Friday, July 30, 2010

Disney World Or Bust aka The Summer Of America

When I was  four years old, we drove from Michigan to Florida.  It's the first family vacation that I have any memory of.  My mom's favorite aunt and uncle were living there, so the plan was to visit them, go to Disney World and spend some time at the beach.  Disney World opened in 1971, so it was less than a year old at the time.
The Cover of Life Magazine in October, 1971

Because I was so young, I only remember bits and pieces of the drive, but I know we took the station wagon and that my grandparents followed us in their car.  This was, of course, a long time before cell phones, so we kept in touch with them by holding up signs in the back window of the car.  I'm not sure who wrote out the signs, probably one of my brothers, but they would say things like "Gas station, next exit".

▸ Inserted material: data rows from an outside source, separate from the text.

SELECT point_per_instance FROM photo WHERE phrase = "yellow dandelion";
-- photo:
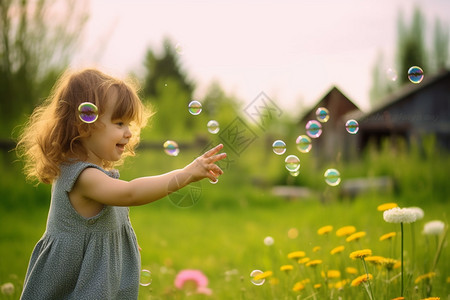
(263, 275)
(425, 276)
(346, 230)
(337, 250)
(324, 230)
(386, 206)
(360, 253)
(356, 236)
(331, 274)
(286, 268)
(296, 254)
(387, 236)
(313, 263)
(363, 278)
(304, 260)
(298, 287)
(376, 260)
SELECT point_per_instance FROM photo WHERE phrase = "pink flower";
(194, 279)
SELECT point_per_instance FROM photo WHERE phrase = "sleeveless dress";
(83, 258)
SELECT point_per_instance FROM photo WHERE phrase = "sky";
(293, 51)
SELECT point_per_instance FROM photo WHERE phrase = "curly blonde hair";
(52, 134)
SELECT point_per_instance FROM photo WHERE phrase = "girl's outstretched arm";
(94, 185)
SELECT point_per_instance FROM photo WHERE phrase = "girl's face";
(107, 142)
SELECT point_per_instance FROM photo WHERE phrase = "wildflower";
(263, 275)
(399, 215)
(418, 211)
(313, 263)
(331, 274)
(7, 288)
(286, 268)
(387, 236)
(337, 250)
(325, 229)
(298, 287)
(196, 277)
(346, 230)
(433, 227)
(296, 254)
(356, 236)
(303, 260)
(425, 276)
(360, 253)
(386, 206)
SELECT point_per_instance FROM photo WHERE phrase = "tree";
(37, 40)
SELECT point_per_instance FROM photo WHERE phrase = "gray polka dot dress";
(83, 258)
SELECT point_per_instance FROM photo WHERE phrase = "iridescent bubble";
(213, 126)
(313, 129)
(145, 278)
(256, 281)
(88, 112)
(332, 177)
(322, 114)
(292, 163)
(415, 74)
(279, 147)
(391, 74)
(195, 107)
(171, 148)
(352, 126)
(303, 143)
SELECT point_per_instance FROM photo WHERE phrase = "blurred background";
(259, 68)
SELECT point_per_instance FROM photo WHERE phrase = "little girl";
(89, 249)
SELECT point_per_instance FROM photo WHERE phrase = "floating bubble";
(213, 126)
(171, 148)
(322, 114)
(195, 107)
(279, 147)
(332, 177)
(303, 143)
(313, 129)
(88, 112)
(391, 74)
(292, 163)
(256, 281)
(352, 126)
(145, 278)
(415, 74)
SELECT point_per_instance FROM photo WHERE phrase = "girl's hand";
(204, 166)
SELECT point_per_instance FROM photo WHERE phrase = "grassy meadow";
(225, 235)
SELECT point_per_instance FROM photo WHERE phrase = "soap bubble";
(213, 126)
(171, 148)
(195, 107)
(332, 177)
(391, 74)
(258, 281)
(313, 129)
(415, 74)
(303, 143)
(145, 278)
(352, 126)
(292, 163)
(279, 147)
(322, 114)
(88, 112)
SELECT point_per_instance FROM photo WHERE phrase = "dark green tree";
(37, 40)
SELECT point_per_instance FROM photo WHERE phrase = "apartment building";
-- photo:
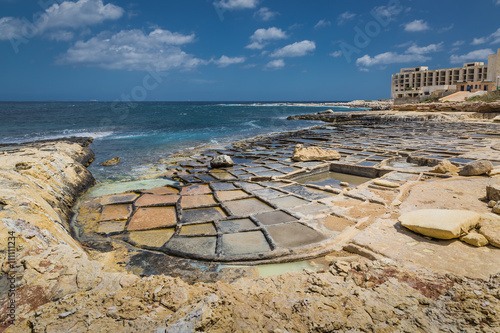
(421, 83)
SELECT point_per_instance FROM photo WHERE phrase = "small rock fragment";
(476, 168)
(475, 239)
(111, 162)
(221, 161)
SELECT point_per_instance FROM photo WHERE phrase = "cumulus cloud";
(265, 14)
(236, 4)
(344, 17)
(493, 38)
(322, 23)
(336, 54)
(425, 49)
(261, 37)
(471, 56)
(417, 26)
(225, 61)
(133, 50)
(298, 49)
(276, 64)
(58, 18)
(388, 58)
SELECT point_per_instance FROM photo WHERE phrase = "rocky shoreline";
(64, 286)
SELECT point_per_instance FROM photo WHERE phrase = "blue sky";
(232, 50)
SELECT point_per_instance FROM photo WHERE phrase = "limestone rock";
(493, 192)
(302, 154)
(440, 223)
(489, 227)
(446, 167)
(385, 183)
(476, 168)
(221, 161)
(475, 239)
(111, 162)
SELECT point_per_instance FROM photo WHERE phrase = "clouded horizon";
(232, 50)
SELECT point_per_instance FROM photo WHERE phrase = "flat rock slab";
(294, 235)
(244, 243)
(154, 200)
(193, 201)
(202, 246)
(233, 226)
(116, 212)
(153, 218)
(276, 217)
(389, 238)
(153, 238)
(202, 215)
(440, 223)
(247, 207)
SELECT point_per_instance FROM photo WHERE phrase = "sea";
(143, 133)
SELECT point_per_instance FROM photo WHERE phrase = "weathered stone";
(221, 161)
(440, 223)
(490, 228)
(446, 167)
(302, 154)
(476, 168)
(493, 192)
(475, 239)
(111, 162)
(385, 183)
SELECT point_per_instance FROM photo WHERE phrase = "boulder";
(476, 168)
(302, 154)
(385, 183)
(221, 161)
(440, 223)
(493, 192)
(111, 162)
(489, 227)
(475, 239)
(446, 167)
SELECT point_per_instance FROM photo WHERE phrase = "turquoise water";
(142, 133)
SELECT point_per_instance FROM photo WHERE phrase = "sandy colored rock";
(489, 227)
(475, 239)
(445, 167)
(476, 168)
(221, 161)
(386, 183)
(302, 154)
(440, 223)
(493, 192)
(113, 161)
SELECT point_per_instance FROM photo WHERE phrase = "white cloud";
(276, 64)
(265, 14)
(425, 49)
(322, 23)
(416, 26)
(494, 38)
(237, 4)
(225, 61)
(298, 49)
(344, 17)
(388, 58)
(133, 50)
(471, 56)
(261, 37)
(59, 17)
(336, 54)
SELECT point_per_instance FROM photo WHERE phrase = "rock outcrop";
(221, 161)
(303, 154)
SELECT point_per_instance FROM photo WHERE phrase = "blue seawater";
(142, 133)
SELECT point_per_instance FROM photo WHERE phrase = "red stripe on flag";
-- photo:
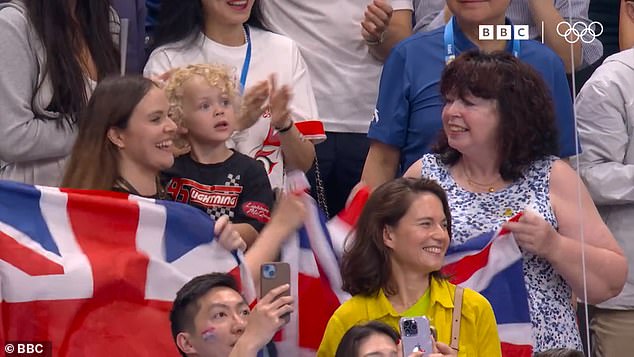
(25, 259)
(106, 233)
(351, 213)
(463, 269)
(314, 292)
(115, 328)
(510, 350)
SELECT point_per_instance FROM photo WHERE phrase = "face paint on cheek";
(209, 334)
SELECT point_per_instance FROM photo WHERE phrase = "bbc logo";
(503, 32)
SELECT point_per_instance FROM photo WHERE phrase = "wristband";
(287, 128)
(376, 42)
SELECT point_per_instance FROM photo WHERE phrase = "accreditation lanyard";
(247, 60)
(450, 47)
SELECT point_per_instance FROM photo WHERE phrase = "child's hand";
(280, 98)
(253, 105)
(289, 212)
(227, 236)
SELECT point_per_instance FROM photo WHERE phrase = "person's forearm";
(606, 270)
(544, 11)
(247, 232)
(244, 348)
(298, 153)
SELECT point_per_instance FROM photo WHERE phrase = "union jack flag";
(95, 272)
(491, 264)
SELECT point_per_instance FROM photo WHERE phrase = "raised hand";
(279, 102)
(534, 234)
(376, 19)
(227, 236)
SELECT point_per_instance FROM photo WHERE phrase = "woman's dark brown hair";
(527, 130)
(93, 161)
(64, 31)
(351, 340)
(365, 266)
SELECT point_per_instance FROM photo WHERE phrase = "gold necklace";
(489, 186)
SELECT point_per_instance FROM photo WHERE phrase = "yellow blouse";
(478, 329)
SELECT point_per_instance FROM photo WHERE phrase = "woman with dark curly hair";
(391, 269)
(495, 158)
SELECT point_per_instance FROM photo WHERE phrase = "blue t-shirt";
(408, 113)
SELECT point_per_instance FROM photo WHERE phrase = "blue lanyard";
(247, 60)
(450, 47)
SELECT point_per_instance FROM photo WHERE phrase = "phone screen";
(416, 335)
(273, 275)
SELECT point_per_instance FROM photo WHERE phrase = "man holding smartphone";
(210, 318)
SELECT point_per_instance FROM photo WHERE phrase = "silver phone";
(416, 335)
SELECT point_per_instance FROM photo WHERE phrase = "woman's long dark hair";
(93, 161)
(62, 37)
(352, 339)
(182, 19)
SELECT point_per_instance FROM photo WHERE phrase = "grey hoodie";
(33, 148)
(605, 114)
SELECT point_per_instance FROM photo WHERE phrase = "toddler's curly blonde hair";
(216, 75)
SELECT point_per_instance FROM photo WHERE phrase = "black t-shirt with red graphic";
(238, 187)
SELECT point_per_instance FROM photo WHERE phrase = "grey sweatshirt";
(32, 149)
(605, 115)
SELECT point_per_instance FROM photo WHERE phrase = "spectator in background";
(495, 159)
(210, 318)
(52, 55)
(230, 33)
(151, 20)
(135, 12)
(374, 338)
(391, 269)
(605, 115)
(408, 112)
(341, 55)
(125, 140)
(551, 13)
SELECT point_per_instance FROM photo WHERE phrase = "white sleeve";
(157, 64)
(402, 5)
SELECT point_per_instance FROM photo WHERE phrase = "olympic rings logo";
(579, 31)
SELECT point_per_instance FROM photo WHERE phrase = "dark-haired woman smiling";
(230, 33)
(52, 53)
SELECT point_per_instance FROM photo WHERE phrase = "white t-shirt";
(345, 76)
(270, 53)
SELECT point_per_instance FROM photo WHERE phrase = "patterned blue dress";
(550, 297)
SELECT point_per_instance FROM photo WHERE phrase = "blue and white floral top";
(549, 295)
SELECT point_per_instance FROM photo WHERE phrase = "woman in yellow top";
(391, 269)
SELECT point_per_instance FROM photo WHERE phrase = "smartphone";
(416, 335)
(272, 275)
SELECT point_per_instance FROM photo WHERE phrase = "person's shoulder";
(354, 310)
(537, 53)
(14, 13)
(246, 163)
(618, 66)
(421, 40)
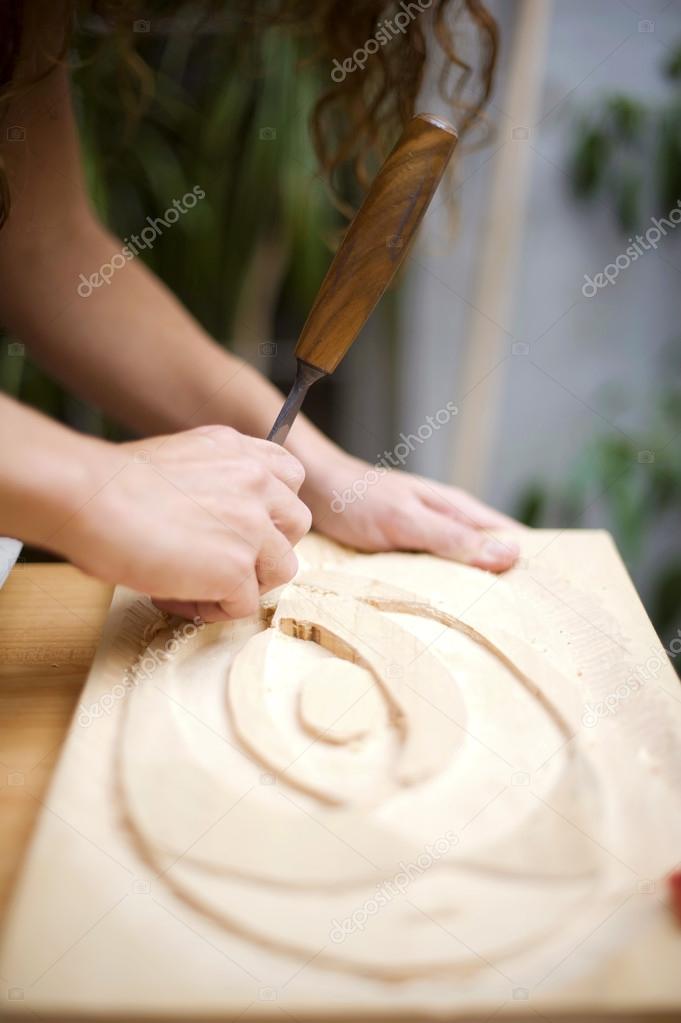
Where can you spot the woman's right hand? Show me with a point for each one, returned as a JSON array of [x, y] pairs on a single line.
[[202, 521]]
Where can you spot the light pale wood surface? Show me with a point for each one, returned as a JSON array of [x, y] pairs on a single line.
[[167, 854], [50, 620]]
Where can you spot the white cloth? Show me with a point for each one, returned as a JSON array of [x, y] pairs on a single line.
[[9, 551]]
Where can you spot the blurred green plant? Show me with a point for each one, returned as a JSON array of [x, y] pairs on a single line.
[[630, 151], [225, 109], [636, 487]]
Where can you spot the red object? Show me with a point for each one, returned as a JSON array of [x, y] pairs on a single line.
[[674, 883]]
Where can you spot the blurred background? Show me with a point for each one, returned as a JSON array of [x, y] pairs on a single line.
[[569, 397]]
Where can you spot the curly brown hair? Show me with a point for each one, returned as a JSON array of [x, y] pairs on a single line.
[[356, 119]]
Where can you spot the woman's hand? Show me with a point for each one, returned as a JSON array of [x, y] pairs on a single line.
[[203, 521], [375, 508]]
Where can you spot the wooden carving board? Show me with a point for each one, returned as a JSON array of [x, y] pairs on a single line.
[[410, 789]]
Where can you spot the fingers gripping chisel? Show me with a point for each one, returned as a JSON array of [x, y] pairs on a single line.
[[372, 250]]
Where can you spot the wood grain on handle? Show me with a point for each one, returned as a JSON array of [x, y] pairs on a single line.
[[376, 240]]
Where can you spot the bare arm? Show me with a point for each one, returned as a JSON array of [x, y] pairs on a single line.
[[133, 350]]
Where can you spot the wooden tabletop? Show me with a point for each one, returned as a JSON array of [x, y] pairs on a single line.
[[50, 620]]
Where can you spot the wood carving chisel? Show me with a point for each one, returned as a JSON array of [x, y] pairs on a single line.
[[369, 256]]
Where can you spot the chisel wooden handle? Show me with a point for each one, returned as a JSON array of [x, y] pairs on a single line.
[[376, 240]]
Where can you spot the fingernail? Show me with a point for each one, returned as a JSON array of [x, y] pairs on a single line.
[[495, 551]]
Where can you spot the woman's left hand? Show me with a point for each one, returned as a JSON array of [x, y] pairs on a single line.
[[373, 508]]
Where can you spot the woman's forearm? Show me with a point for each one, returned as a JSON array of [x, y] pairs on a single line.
[[131, 348]]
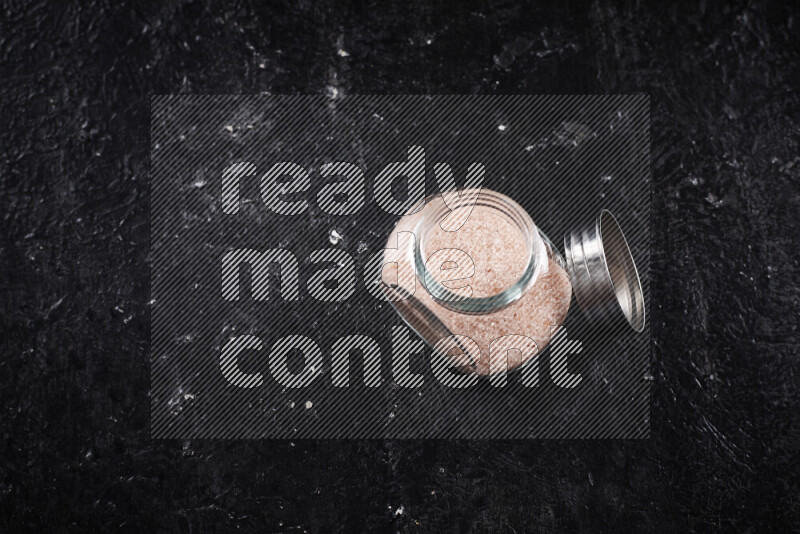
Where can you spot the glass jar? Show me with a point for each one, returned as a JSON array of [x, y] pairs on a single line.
[[473, 272]]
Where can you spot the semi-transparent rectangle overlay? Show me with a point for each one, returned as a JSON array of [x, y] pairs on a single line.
[[270, 214]]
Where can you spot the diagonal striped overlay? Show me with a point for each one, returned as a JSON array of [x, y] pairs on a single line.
[[266, 322]]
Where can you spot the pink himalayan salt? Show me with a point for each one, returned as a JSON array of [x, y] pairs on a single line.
[[499, 253]]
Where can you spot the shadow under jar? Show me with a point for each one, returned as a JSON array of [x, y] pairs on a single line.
[[478, 278]]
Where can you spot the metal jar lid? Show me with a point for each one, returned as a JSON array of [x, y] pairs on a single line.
[[604, 275]]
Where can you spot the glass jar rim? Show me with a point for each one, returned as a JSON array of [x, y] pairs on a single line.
[[534, 247]]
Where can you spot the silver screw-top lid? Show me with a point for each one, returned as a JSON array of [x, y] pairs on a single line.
[[604, 276]]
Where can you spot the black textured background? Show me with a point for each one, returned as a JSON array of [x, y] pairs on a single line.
[[75, 90]]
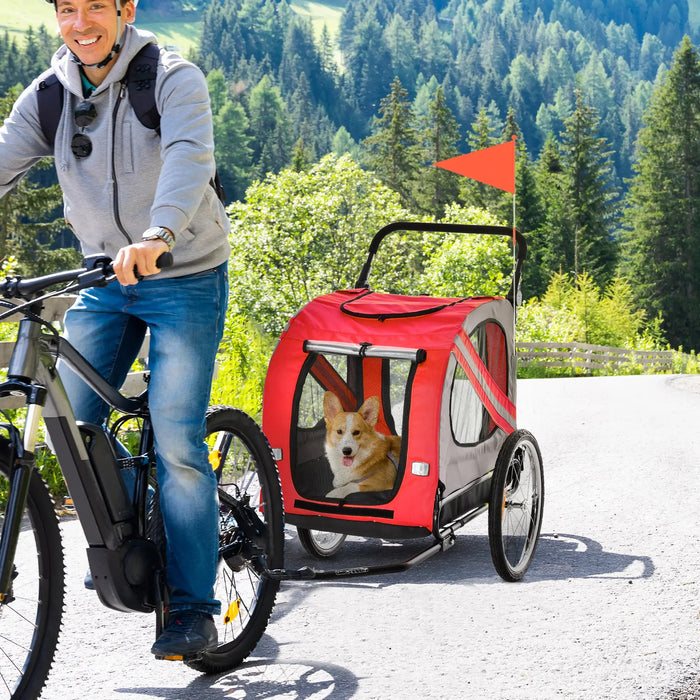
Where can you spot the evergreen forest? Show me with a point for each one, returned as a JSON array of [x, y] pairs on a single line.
[[602, 95]]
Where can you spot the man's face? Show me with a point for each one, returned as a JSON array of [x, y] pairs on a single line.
[[89, 27]]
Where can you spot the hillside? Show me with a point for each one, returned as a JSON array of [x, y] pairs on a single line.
[[179, 31]]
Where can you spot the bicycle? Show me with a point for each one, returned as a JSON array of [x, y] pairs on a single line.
[[122, 525]]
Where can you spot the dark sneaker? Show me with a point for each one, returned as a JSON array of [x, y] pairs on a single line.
[[189, 632]]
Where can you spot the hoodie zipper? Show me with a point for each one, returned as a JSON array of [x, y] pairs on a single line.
[[115, 186]]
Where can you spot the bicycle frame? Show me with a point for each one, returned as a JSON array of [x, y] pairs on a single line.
[[122, 561]]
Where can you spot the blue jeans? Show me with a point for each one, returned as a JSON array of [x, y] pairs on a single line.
[[186, 317]]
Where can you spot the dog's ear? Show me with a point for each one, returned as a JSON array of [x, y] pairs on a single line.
[[370, 410], [331, 406]]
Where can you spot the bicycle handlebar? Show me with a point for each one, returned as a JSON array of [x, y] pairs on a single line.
[[96, 273]]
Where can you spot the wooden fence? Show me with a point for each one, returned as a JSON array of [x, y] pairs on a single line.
[[588, 358]]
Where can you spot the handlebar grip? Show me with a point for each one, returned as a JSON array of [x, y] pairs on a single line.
[[164, 260]]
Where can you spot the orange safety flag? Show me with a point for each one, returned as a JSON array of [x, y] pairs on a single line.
[[493, 166]]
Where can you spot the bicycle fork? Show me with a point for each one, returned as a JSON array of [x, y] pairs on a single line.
[[20, 477]]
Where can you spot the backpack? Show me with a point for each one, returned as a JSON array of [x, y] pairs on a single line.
[[140, 82]]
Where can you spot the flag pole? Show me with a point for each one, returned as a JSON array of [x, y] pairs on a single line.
[[515, 291]]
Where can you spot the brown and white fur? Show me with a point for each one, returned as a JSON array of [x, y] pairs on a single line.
[[359, 456]]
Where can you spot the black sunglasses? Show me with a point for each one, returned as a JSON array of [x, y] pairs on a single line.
[[84, 115]]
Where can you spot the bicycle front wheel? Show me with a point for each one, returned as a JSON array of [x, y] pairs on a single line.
[[30, 616], [249, 486]]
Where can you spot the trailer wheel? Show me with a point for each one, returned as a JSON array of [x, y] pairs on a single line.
[[516, 505], [320, 544]]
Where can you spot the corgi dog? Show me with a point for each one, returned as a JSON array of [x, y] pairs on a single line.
[[361, 459]]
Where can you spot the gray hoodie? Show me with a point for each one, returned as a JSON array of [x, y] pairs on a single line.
[[133, 179]]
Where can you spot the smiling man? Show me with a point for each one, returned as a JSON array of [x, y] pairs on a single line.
[[134, 188]]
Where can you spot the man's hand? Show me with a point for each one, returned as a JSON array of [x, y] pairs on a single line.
[[140, 257]]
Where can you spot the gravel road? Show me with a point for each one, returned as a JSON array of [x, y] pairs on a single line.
[[609, 609]]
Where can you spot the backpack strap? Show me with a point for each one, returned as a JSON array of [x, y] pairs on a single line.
[[50, 100], [141, 84]]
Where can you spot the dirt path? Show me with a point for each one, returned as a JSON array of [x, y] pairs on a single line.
[[609, 609]]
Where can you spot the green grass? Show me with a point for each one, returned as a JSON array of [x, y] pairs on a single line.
[[180, 31], [321, 13], [16, 17]]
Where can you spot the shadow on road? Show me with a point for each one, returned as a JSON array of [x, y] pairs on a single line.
[[263, 678], [558, 557]]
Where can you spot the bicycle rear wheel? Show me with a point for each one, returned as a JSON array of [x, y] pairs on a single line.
[[30, 619], [248, 486]]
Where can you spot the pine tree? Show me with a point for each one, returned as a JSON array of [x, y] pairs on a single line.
[[554, 234], [392, 150], [664, 202], [529, 211], [591, 194], [440, 134]]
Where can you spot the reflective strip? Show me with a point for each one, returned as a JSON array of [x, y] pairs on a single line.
[[497, 403]]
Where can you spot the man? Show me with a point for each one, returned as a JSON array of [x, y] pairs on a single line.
[[132, 193]]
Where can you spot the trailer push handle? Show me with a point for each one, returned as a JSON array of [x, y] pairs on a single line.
[[474, 229]]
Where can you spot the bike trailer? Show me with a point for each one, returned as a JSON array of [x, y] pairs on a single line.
[[444, 373]]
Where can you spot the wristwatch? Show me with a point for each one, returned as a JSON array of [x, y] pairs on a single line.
[[158, 232]]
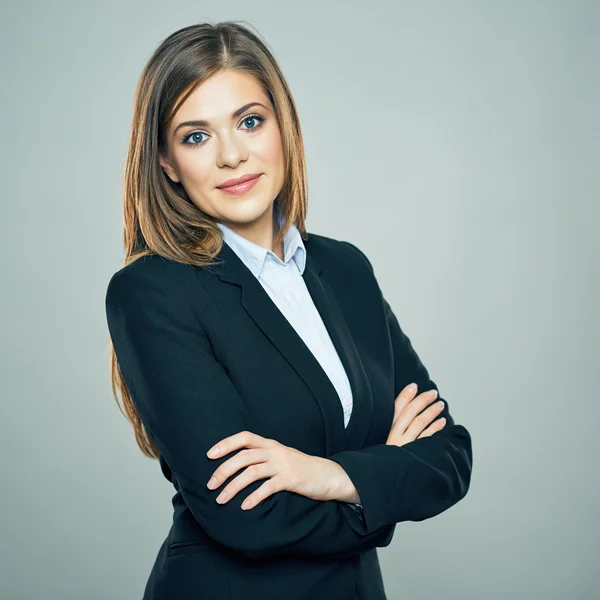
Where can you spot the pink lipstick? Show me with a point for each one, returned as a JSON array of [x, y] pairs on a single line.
[[240, 185]]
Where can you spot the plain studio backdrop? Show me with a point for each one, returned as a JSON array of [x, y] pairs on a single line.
[[454, 142]]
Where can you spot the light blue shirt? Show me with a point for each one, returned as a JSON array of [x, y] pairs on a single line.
[[283, 281]]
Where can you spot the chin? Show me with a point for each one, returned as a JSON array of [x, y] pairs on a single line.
[[240, 210]]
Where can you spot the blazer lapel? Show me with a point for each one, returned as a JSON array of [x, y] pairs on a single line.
[[256, 301]]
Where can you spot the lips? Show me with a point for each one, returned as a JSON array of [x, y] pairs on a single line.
[[239, 180]]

I also remember that as the summer of America.  Not the country, the band.  It seemed that every radio station along the way was playing "Horse With No Name".  We must have heard it a hundred times.  It's probably the first rock song I ever knew all the words to.  Even today, when I hear it, I think of that trip.



Our hotel in Florida was oceanfront, which was amazing to me because I had never seen the ocean before.  I'd seen my share of lakes and rivers, but I hadn't even imagined how huge the Atlantic ocean would be.  My dad took us down to see the beach shortly after we checked in to the hotel and I asked right away if I could touch the water.  I suppose my dad thought I was going to stick my hands or my feet in it, but for some reason, I waded in and sat down.  In all my clothes.


My aunt and uncle lived in a mobile home park for seniors, so there wasn't much for my brothers and I to do when we visited them.  Someone suggested that we could take some bread to the pond and feed the ducks.  I don't think it was very exciting for my brothers, but I loved it.  The ducks were used to being fed, so they would come right up to you and take the bread from your hand.  It was fun until we ran out of bread and tried to head back to my aunt's house.  The ducks wouldn't leave me alone.  They followed me, squawking and begging for more bread.  My parents have home movies of me upset and yelling at the ducks to go away.  If I knew how to upload the footage, I would.  Or not.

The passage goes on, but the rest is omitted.